Recursive Processing & File Types:

# Process all supported files recursively in 'my_library'
python BiblioForge.py -r my_library/

# Process only PDF and EPUB files recursively
python BiblioForge.py --file-types="pdf,epub" -r my_library/

# Process PowerPoint files
python BiblioForge.py --file-types="pptx" presentations/

OCR Processing:

# Force OCR using Tesseract on a scanned PDF
python BiblioForge.py --force-ocr --ocr-method=tesseract scanned_document.pdf

# Use PaddleOCR for better multilingual support
python BiblioForge.py --force-ocr --ocr-method=paddleocr multilingual_doc.pdf

Sorting and Renaming (Requires LLM Setup):

# Analyze PDFs with Ollama, generate rename script to sort them
python BiblioForge.py --sort --noskip --output-dir ./organized_docs/ *.pdf

# Use a specific cloud provider and execute renames immediately
python BiblioForge.py --sort --llm-provider=groq --execute-rename \
    --output-dir ./groq_sorted/ documents/*.epub

# Use local LlamaCPP with custom model
python BiblioForge.py --sort --llm-provider=llama_cpp \
    --llamacpp-repo-id="TheBloke/phi-2-GGUF" \
    --llamacpp-gguf-filename="phi-2.Q4_K_M.gguf" \
    --temperature=0.2 documents/

# Use local OpenAI-compatible server (LM Studio, etc.)
python BiblioForge.py --sort --llm-provider=local_openai \
    --local-openai-base-url="http://localhost:1234/v1" \
    academic_papers/

Important Notes:

  • --noskip is recommended with --sort to ensure all files are processed for metadata, even if .txt files exist.
  • --output-dir with --sort specifies where the new Author/Year Title.ext structure will be created.

Table Extraction (PDFs):

# Extract tables from financial reports
python BiblioForge.py --tables financial_report.pdf

# Save results including tables to JSON
python BiblioForge.py --tables --json=results.json quarterly_reports/*.pdf

Debugging:

# See detailed logs for troubleshooting
python BiblioForge.py --debug document.pdf

# Debug with specific extraction method
python BiblioForge.py --debug --method=pdfminer --ocr-method=tesseract problematic.pdf

Command-Line Arguments

Argument Short Description Default
files Input files or patterns to process (e.g., *.pdf, "docs/*.epub"). (None - scans current directory)
--output-dir -o Base directory for extracted .txt files and sorted file structure. . (current directory)
--method -m Preferred primary extraction method (varies by file type). (auto-detection)
--ocr-method Preferred OCR method: auto, tesseract, paddleocr, doctr, easyocr, kraken, kraken_cli. auto
--force-ocr Force OCR for all pages, even if a text layer is detected. (False)
--recursive -r Process files recursively in subdirectories. (False)
--password -p Password for encrypted documents. (None)
--tables -t Attempt to extract tables (primarily for PDF files using Camelot). (False)
--json -j Save detailed processing results to a JSON file.
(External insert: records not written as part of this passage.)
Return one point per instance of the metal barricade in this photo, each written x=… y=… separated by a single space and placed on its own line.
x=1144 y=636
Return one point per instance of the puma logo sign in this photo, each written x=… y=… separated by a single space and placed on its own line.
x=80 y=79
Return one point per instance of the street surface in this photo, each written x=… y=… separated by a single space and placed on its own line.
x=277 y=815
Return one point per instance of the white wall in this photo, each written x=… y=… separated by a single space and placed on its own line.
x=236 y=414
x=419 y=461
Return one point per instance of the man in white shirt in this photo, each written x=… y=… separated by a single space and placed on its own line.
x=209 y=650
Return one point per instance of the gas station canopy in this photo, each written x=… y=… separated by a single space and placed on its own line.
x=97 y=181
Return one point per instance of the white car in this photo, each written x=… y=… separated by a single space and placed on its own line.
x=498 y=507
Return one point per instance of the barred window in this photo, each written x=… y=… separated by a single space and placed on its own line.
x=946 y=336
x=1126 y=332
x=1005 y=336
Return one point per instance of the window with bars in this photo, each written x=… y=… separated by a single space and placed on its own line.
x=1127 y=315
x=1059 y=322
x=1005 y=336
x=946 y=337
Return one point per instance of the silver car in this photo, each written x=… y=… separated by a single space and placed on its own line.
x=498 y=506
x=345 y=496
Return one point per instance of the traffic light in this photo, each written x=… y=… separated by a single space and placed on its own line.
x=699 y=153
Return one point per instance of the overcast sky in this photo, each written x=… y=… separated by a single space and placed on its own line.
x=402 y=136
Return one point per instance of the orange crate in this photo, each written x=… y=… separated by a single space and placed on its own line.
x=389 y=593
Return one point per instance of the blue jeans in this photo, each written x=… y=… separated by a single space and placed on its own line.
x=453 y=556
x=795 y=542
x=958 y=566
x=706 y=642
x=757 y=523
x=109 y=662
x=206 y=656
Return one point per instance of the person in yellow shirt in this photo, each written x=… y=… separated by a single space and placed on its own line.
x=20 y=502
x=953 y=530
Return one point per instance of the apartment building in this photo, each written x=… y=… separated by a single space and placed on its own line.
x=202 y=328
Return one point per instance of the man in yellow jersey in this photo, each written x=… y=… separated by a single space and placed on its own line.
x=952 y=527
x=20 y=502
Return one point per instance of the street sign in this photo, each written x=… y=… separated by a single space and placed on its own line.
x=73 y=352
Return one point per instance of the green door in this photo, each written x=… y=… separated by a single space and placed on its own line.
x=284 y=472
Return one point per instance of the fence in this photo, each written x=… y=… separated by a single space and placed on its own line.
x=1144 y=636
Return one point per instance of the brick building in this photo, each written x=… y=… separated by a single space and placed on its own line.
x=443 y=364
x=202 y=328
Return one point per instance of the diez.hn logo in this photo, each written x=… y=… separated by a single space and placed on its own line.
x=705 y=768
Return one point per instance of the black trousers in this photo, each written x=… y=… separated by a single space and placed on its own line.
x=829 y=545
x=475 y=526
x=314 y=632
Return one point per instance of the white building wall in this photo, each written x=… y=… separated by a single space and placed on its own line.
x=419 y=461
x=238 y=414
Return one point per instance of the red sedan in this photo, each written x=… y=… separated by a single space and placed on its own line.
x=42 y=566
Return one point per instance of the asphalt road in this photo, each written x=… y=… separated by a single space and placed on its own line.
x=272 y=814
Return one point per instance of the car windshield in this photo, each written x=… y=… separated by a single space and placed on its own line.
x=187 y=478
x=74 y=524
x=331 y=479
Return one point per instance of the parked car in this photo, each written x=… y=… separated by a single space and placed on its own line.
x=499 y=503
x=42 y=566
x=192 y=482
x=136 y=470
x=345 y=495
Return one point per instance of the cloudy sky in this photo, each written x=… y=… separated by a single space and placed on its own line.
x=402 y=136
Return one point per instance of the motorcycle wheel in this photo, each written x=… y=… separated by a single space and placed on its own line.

Specify the file path. (None)
--workers -w Maximum number of worker threads for parallel processing. (auto-detected)
--noskip Re-process files even if .txt output already exists. Essential for --sort. (False)
--file-types Comma-separated list of file extensions (e.g., pdf,epub,pptx). (All supported)

Sorting & LLM Arguments

Argument Description Default
--sort Enable LLM-based metadata extraction and sorting. (False)
--rename-script Filename for the generated rename script (relative to --output-dir). rename_commands.sh
--execute-rename Automatically execute the generated rename script after processing. (False)
--llm-provider LLM provider: ollama, groq, cohere, openai, glhf, huggingface, poe, local_openai, llama_cpp. ollama
--llm-model Specific model name for the chosen provider. (Provider default)
--api-key API key for cloud-based providers (if not set as environment variable). (None)
--temperature LLM temperature for metadata extraction (0.0-2.0). 0.7
--max-tokens LLM max tokens for metadata extraction. 300

LLM Provider-Specific Arguments

Argument Description Default
--ollama-host Host for Ollama server (e.g., http://localhost:11434). (Library default)
--local-openai-base-url Base URL for local OpenAI-compatible servers. http://localhost:1234/v1/
--llamacpp-repo-id HuggingFace Repo ID for LlamaCPP GGUF model. TheBloke/phi-2-GGUF
--llamacpp-gguf-filename Specific GGUF filename from the HF repo. phi-2.Q4_K_M.gguf
--llamacpp-n-ctx Context size for LlamaCPP. 2048
--llamacpp-n-gpu-layers Number of layers to offload to GPU (-1 for all, 0 for CPU). 0
--llamacpp-chat-format Chat format for LlamaCPP (e.g., llama-2, chatml). llama-2

Debug & Logging Arguments

Argument Short Description Default
--verbose -v Increase verbosity: -v for INFO, -vv for DEBUG. (WARNING level)
--debug -d Enable debug logging (shortcut for -vv). (False)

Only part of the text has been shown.